More than 30,000 restaurants in Los Angeles County were closed to diners for months after a statewide shutdown order in March relegated them to offering takeout.
They never fully recovered as they tried to navigate ever-changing regulations for reopening that eventually allowed dining on patios and makeshift seating areas in alleys, parking lots, sidewalks and blocked-off streets.
But as cases surged last month Public Health Director Barbara Ferrer cut the outdoor dining capacity in half and said it would be banned altogether if daily case counts exceeded 4,000.
Ferrer didn’t anticipate the county hitting that number for weeks. It instead took just a few days. Now only takeout and delivery meals are allowed.
Bars and restaurants did receive a bit of good news on Tuesday.

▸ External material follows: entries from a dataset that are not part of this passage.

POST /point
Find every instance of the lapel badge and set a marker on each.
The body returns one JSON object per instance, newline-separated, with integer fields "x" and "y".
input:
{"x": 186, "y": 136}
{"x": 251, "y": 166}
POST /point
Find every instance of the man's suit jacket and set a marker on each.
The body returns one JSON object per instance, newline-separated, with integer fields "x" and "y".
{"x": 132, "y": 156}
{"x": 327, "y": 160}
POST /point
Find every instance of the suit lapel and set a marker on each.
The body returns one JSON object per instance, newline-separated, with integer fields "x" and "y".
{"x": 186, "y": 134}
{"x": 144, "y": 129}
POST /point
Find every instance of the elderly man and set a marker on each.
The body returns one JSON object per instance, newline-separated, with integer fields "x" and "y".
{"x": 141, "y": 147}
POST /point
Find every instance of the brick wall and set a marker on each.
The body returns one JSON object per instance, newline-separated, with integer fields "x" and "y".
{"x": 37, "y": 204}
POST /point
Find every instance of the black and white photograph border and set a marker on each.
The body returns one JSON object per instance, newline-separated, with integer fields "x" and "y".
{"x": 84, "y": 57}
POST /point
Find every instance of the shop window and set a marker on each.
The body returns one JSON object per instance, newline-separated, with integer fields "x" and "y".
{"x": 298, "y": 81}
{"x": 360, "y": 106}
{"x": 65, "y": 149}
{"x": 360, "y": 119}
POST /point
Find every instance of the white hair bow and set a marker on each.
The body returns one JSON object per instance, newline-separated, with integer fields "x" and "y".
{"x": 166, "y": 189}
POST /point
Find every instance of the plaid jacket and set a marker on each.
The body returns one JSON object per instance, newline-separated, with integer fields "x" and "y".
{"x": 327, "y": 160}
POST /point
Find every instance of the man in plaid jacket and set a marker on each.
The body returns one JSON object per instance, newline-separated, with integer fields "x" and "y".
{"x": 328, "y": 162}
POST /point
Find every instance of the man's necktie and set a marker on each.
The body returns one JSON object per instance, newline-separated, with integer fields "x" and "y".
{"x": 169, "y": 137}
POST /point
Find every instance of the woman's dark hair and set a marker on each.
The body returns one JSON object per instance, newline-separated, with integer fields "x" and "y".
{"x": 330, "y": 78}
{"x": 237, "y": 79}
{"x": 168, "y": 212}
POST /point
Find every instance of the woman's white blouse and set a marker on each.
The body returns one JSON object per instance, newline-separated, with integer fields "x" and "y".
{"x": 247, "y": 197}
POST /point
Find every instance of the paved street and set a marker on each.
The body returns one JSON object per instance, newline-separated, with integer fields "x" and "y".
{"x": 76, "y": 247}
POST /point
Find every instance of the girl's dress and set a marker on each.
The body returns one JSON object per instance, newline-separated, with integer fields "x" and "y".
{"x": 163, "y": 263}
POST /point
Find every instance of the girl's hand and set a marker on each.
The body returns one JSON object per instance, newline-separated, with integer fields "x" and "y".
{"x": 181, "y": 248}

A state judge ruled that Ferrer acted ‘arbitrarily’ and didn’t prove the danger to the public when she banned outdoor dining at restaurants as coronavirus cases surged last month, a judge ruled on Tuesday in a case other businesses may use to try to overturn closures and restrictions.
The county failed to show that health benefits outweigh the negative economic effects before issuing the ban, Superior Court Judge James Chalfant wrote.
He also said the county did not offer evidence that outdoor dining presented a greater risk of spreading the virus.
‘By failing to weigh the benefits of an outdoor dining restriction against its costs, the county acted arbitrarily and its decision lacks a rational relationship to a legitimate end,’ the judge wrote.
Chalfant limited the outdoor dining ban to three weeks and said once it expires on December 16 the Department of Public Health must conduct a risk-benefit analysis before trying to extend it.
It was the first victory for California restaurants challenging health orders that have crippled their industry.
But there was no immediate relief for LA county restaurant owners because a more sweeping shutdown ordered by Newsom now is in effect.
The California Restaurant Association, which brought the lawsuit, had hoped the judge would lift the ban but still was pleased with the result.
‘I do think that this is going to hold the county’s feet to the fire when they decide to close down an entire sector of economy,’ association lawyer Richard Schwartz said.
‘You can’t have a cure that’s worse than the disease.’
Chalfant’s ruling clears the way for restaurants to return to operation when Newsom’s order expires.
However, it’s not clear when that will happen since the governor’s order is in effect until ‘at least’ December 27.
The association didn’t say if it would challenge the state order in court. Lawyers for the county didn’t immediately respond to requests for comment.